Yale senior Esteban Elizondo penned a column for the New York Post last week, accusing his leftist peers of having “protester derangement syndrome.” Elizondo accuses his peers, for example, of having an irrational fervor for the censoring of politically incorrect art.

Breitbart News reported in August that Yale has continued to censor a piece of artwork on campus that depicts the conflict between early American settlers and a Native American. Officials at Yale had previously moved to modify the artwork to remove the settlers’ musket.

Elizondo claims that his peers, although they are live lavishly at Yale, behave as if they were members of an “oppressed religious cult.”

Yale students enjoy luxuries akin to European aristocracy. Students live in resort-style housing that includes lavish feastsmassage parlors and recreational spaces that boast everything from a printing press to a pottery studio.

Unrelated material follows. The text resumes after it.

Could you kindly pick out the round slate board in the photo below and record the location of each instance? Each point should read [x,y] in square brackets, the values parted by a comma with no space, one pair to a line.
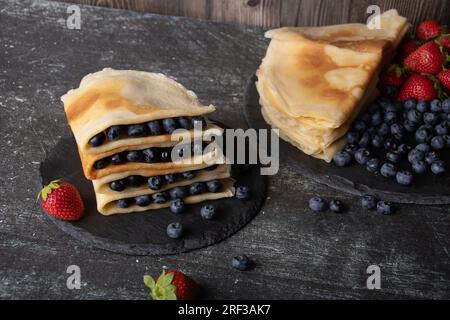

However, Yale students afflicted with PDS display derangement symptoms similar to an oppressed religious cult. They refuse to interact with the world around them. They have demanded the buildings be renamed. They support the desecration of art. They sanitize history by demanding professors exclude certain authors from syllabi.

Elizondo compares “protester derangement syndrome” to chickenpox in that it only “flares up” during periods of the academic year in which students have little to do. He then referenced an infamous encounter between Yale Professor Nicholas Christakis and a leftist student activist. The student screamed at Christakis because his wife, also a Yale professor, had argued against the existence of official university guidelines on acceptable Halloween costumes.

Perhaps luckily for the non-afflicted population, PDS is similar to chicken pox: It usually lies dormant for a while. Generally, symptoms only flare up during low-intensity academic periods when students have little else to do. The hunger strike began during Dead Week (the last week of classes before reading period), and the time when dozens of Yale students mobbed and verbally assaulted a tenured professor, leading to his and his wife’s resignation in 2016, occurred during Halloween, one of the least stressful times at Yale.